Ham on Rye review – subversive satire on suburban conformity
First-time feature director Tyler Taormina has dreamed his way into a very strange and intriguing film: a Gen-Z reverie about life and fate, somewhere between The Prom and The Purge. The film never behaves as if it is anything other than a realist coming-of-age drama but there is something else going on.
Haley (Haley Bodell) is part of a clique of popular high-school kids in a bland suburban town who are preparing to take part in a local tradition. She and some other girls are wearing floaty dresses of sacrificial white and getting ready to go down to a local deli called Monty’s – along with a whole crowd of other kids – for what seems to be a pairing-off ritual, like a dance without music or dancing. But there is a lot riding on this, and Haley can’t persuade herself that she wants to join in.
Ham on Rye is a satirical parable on conformism and aspiration, and it speaks to anyone who, in settled adulthood, looks back to when their life and romantic chances were arbitrarily decided by a few events in their teens and early 20s. And there’s another layer, too. Ham on Rye takes a bleakly subversive look at the whole idea of breaking free of your boring suburban home town and making it in the glamorous adult world beyond. This is the theme of so many films, and perhaps it is the overriding theme of Hollywood itself. So many films succumb to the romantic fantasy that the way to do this is to be a rebel, a free-thinker, a defier-of-norms.

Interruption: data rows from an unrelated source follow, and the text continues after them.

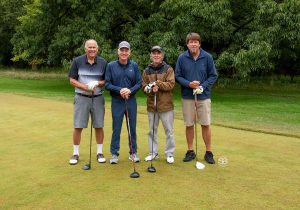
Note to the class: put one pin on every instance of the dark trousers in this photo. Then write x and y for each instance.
(118, 109)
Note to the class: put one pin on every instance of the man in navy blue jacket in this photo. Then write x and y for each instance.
(196, 73)
(123, 80)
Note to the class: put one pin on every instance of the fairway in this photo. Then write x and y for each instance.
(36, 144)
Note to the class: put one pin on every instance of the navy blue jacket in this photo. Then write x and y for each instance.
(203, 70)
(118, 76)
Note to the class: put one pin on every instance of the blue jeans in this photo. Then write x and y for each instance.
(118, 109)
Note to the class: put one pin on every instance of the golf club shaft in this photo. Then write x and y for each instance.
(196, 119)
(91, 128)
(129, 134)
(154, 113)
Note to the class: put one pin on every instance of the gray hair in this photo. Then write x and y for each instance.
(90, 40)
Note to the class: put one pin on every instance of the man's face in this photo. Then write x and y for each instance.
(193, 46)
(91, 49)
(123, 53)
(156, 57)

Yet this film, in its surreal way, is grimly about something closer to the un-surreal truth: the people who got out of their boring, philistine home towns were overwhelmingly the competent conformists, at least outwardly and temporarily. They were the ones who worked hard, got good grades and went far away to college, where their individuality could at last flourish. Taormina’s meditation on all this could be compared to Yorgos Lanthimos or Gus Van Sant, but it is very individual work, as creepy as a ghost story.
• Ham on Rye is available on Mubi from 11 January.